NumPy client download process using distributed repodata. The workflow shows how conda retrieves package metadata and iteratively resolves dependencies by downloading a parallel shard. Photo by the author.

This process finds only the packages that may be needed, typically 35 to 678 packages for a typical installation, rather than downloading the metadata for all packages on all platforms in the channel. Your conda client only downloads the metadata it needs to update your site.

Measuring Impact

The conda ecosystem recently implemented a separate repodata with CEP-16, a community definition developed jointly by developers at prefix.dev, Anaconda, Quansight, a voluntarily maintained channel that hosts more than 31,000 community-built packages without any single company. This makes it an ideal proving ground for infrastructure changes that benefit the wider ecosystem.

The ratings tell a clear story.

For metadata retrieval and partitioning, the default repodata delivers a 10x speed improvement. Cold cache operations that previously took 18 seconds completed in less than 2 seconds.
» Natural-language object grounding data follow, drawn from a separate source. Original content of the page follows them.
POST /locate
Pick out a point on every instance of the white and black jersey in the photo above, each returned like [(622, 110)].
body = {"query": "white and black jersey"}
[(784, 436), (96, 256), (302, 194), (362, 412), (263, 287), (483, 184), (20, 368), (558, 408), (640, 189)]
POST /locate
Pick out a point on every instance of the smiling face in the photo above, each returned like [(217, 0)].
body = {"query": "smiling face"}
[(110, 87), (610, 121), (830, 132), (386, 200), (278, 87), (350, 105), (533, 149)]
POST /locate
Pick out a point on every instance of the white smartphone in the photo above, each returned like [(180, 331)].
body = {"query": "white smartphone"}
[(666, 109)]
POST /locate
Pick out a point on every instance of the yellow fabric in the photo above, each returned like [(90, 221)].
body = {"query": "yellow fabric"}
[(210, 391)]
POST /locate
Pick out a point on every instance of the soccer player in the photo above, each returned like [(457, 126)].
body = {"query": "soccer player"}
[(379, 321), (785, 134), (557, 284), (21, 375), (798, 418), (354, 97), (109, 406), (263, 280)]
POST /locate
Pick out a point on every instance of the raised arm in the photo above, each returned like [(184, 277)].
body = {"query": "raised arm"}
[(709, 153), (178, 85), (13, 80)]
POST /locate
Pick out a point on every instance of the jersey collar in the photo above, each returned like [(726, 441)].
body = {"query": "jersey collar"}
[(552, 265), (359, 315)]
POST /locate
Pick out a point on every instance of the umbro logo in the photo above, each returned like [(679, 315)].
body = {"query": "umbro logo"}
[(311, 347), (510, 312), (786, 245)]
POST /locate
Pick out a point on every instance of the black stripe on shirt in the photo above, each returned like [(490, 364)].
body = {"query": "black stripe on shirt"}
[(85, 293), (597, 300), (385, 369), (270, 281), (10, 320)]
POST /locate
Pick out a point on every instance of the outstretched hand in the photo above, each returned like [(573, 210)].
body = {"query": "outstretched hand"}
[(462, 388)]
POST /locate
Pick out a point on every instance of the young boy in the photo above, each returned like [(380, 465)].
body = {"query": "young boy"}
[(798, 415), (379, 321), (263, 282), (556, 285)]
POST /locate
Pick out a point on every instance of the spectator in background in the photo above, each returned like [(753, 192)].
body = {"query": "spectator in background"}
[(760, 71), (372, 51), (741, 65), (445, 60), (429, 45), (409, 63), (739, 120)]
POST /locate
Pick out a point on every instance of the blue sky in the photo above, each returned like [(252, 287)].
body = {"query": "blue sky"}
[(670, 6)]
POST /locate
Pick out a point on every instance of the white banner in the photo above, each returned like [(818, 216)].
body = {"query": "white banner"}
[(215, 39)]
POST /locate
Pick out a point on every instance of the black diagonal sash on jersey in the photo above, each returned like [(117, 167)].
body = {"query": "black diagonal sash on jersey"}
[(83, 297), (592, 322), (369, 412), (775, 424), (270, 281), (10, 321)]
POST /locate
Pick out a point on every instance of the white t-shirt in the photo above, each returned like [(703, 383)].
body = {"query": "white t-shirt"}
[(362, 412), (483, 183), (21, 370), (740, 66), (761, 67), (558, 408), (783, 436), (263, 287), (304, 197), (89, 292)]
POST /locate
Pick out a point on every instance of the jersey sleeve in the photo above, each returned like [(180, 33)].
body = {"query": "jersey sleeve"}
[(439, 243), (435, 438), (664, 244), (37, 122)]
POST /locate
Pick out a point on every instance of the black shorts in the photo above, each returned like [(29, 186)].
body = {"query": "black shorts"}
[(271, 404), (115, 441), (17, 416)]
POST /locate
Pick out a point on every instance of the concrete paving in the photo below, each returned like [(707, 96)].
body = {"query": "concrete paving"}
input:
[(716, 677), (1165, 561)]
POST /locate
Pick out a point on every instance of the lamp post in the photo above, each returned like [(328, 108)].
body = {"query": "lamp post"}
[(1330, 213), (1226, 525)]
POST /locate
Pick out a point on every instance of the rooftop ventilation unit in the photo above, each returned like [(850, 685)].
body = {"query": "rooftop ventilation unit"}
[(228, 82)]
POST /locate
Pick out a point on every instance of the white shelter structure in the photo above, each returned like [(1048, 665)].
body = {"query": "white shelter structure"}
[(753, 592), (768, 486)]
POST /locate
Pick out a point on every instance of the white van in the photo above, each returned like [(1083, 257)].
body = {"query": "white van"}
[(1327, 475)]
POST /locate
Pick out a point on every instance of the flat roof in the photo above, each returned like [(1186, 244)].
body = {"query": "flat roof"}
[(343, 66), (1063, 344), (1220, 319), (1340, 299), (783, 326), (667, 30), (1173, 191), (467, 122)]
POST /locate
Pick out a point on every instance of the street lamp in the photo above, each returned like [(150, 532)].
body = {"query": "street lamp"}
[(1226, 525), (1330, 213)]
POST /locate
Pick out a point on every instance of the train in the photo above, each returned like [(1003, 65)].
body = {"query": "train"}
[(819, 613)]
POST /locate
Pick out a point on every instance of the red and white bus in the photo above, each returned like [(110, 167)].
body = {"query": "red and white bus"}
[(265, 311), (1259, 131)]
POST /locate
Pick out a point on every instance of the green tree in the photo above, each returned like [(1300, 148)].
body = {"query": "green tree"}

Network transmission decreases by 35%. Installing Python previously required downloading 47+ MB of metadata. With sharding, you download about 2 MB. Maximum memory usage drops by 15 to 17x, from over 1.4 GB to under 100 MB.

The cache behavior is also changing. With monolithic indexes, any channel update invalidates your entire cache. By contrast, only the shard of the affected package needs to be updated. This means better cache and fewer unwanted downloads in the long run.

Design Tradeoffs

Shading introduces complexity. Clients need to understand to decide which pieces to download. Servers require infrastructure to generate and serve thousands of small files instead of one large file. Cache invalidation is more granular but also more complex.
The CEP-16 specification addresses this trade-off in a two-stage approach. A simple manifest file lists all available bits and their checks. Clients download this manifest first, and then download only the shards that the packages need to resolve. HTTP caching handles the rest. Unmodified charts return 304 responses. Changed charts download new ones.

This design keeps the client logic simple while moving the complexity to the server, where it can be developed once and benefit all users. For conda-forge, the Anaconda infrastructure team managed this server-side operation, meaning that 31,000+ package maintainers and millions of users benefit without changing their workflow.

Wide Applications

The pattern extends beyond conda-forge. Any package manager using monolithic indexes faces the same scaling challenges. An important understanding is to separate the discovery layer (what packages exist) from the resolution layer (what metadata do I need for my specific dependencies).

Different ecosystems have taken different approaches to this problem. Others use per-package APIs where each package's metadata is downloaded separately – this avoids downloading everything, but can lead to many consecutive HTTP requests during dependency resolution. A shared repodata provides a middle ground: you download only the packages you need, but you can also download dependencies related to the cluster in parallel, reducing both bandwidth and request overhead.

For teams building internal package collections, the lesson is design: design your own metadata layer to cut outside of your package count. Whether you choose per-package APIs, deprecated references, or another method, the alternative is to watch your build times increase with every package you add.

Trying You

Pixi already has shared repodata support via the conda-forge channel, which is installed by default. Just use pixi normally and you are already benefiting from it.

If you use conda with conda-forge, you can enable support for abandoned repodata:

conda install --name base 'conda-libmamba-solver>=25.11.0'
conda config --set plugins.use_sharded_repodata true

The feature is in conda beta and the conda maintainers are gathering feedback before general availability. If you run into problems, the conda-libmamba-solver repository on GitHub is the place to report them.

For everyone, the takeaway is simple: if your tool feels slow, look at the metadata layer. The packaging itself may not be a bottle. The index is usually.